La formazione agli insegnanti, in particolar modo a quelli di sostegno: è questa la soluzione per realizzare una reale inclusione dei bambini e dei ragazzi con autismo secondo Carlo Hanau, docente di Programmazione e Organizzazione dei Servizi Sociali e Sanitari dell’Università di Modena e Reggio Emilia, intervenuto al convegno denominato L’autismo tra bisogni clinici e aspetti sociali, organizzato nei giorni scorsi a Roma dalle associazioni Siamo Roma, SRS (Studi e Ricerche in Sanità) e Progetto Filippide [se ne legga in questo sito la presentazione cliccando qui, N.d.R.].
Presenti alla tavola rotonda per fare il punto sull’autismo e le sindromi correlate, vi erano anche Francesco Maria Orsi, consigliere comunale di Roma, Sebastiano Capurso, amministratore del Consorzio Ri.Rei. P.D., Paolo Curatolo, direttore della Cattedra di Neuropsichiatria Infantile dell’Università di Roma, Laura Imbimbo, presidente di Gruppo Asperger ONLUS e Alberto Siracusano, direttore della Cattedra di Psichiatria dell’Università di Roma, Policlinico di Tor Vergata.
Il convegno partiva dall’assunto che l’autismo e le sindromi correlate rappresentano, causa l’elevata incidenza dei casi, una problematica da monitorare per la ricerca di soluzioni comune condivise.
«Le forme autistiche più o meno gravi – ha spiegato Hanau – colpiscono undici persone su mille, mentre sei bambini su mille possono essere diagnosticati all’età di 4-6 anni. Questo dato ha la particolarità di rimanere invariato nel tempo».
La certezza del dato e la creazione di una rete di servizi integrati (sanità, sociale, scuola e famiglia) raffigurano un obiettivo raggiungibile su cui impegnarsi per la presa in carico globale di ogni singolo caso. E proprio sulla singolarità di ciascuna situazione, e sulla necessità di lavorare con un’«educazione speciale personalizzata» ha insistito Hanau, spiegando che «l’unica terapia possibile per un bambino con lo spettro autistico, o per meglio dire con Disturbi Evolutivi Globali (DEG) è quella di un lavoro pensato su misura del paziente, che effettui nella fase iniziale una precisa valutazione individuale dei punti di forza e di debolezza e che poi possa contare sull’accordo di programma fra più istituzioni (Comune, ASL, scuola e luogo di lavoro)».

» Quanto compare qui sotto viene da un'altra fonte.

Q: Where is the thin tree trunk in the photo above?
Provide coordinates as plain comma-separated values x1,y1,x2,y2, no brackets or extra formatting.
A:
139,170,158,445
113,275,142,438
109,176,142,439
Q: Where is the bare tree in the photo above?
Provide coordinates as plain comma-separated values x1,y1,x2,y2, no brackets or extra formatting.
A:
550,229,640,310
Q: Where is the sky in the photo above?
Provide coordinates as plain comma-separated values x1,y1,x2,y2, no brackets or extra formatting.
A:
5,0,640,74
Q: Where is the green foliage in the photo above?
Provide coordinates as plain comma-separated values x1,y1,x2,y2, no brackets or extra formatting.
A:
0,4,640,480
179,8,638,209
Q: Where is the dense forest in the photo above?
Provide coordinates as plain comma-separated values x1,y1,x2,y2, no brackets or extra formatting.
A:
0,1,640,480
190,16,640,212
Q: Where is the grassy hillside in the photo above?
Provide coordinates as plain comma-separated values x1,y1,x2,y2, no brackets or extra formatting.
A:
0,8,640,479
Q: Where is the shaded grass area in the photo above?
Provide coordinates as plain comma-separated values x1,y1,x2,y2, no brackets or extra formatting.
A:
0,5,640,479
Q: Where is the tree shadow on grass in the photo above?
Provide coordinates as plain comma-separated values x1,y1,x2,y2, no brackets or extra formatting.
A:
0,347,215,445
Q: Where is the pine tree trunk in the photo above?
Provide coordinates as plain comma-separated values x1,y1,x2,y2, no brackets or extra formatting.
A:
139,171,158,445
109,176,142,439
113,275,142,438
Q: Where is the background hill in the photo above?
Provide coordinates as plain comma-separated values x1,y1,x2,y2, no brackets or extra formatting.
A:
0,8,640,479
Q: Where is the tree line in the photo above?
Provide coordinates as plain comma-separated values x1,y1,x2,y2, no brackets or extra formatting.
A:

Per Hanau la scelta effettuata nel nostro Paese di includere e integrare i bambini autistici nella scuola di tutti «è apprezzabile, ma non bisogna dimenticare che non si può usare l’integrazione come mezzo di educazione, ma piuttosto ci si deve prefiggere l’inclusione come fine dell’educazione speciale».
Buone strategie di questo tipo, che stimolino costantemente il bambino autistico, permettono infatti «di ridurre i “comportamenti problema” e dare ai soggetti autistici autonomie nella vita quotidiana e un inserimento lavorativo in ambiente di lavoro nell’età adulta, che permetta di continuare l’inclusione iniziata in età infantile».
Concretamente, quindi, sì a sussidi didattici specifici nelle scuole e progettazione di corsi per insegnanti. «L’Italia – ha concluso Hanau – deve recuperare il tempo perduto, riprendendo le migliori esperienze delle Regioni più avanzate e favorendo con ogni mezzo la collaborazione tra le diverse associazioni di genitori, le ASL, i Comuni, le Province e il mondo imprenditoriale per l’inclusione lavorativa». (Marta Rovagna)
*Testo già apparso in «Redattore Sociale», con il titolo Per l’inclusione dei bambini autistici serve una vera formazione degli insegnanti, e qui ripreso per gentile concessione.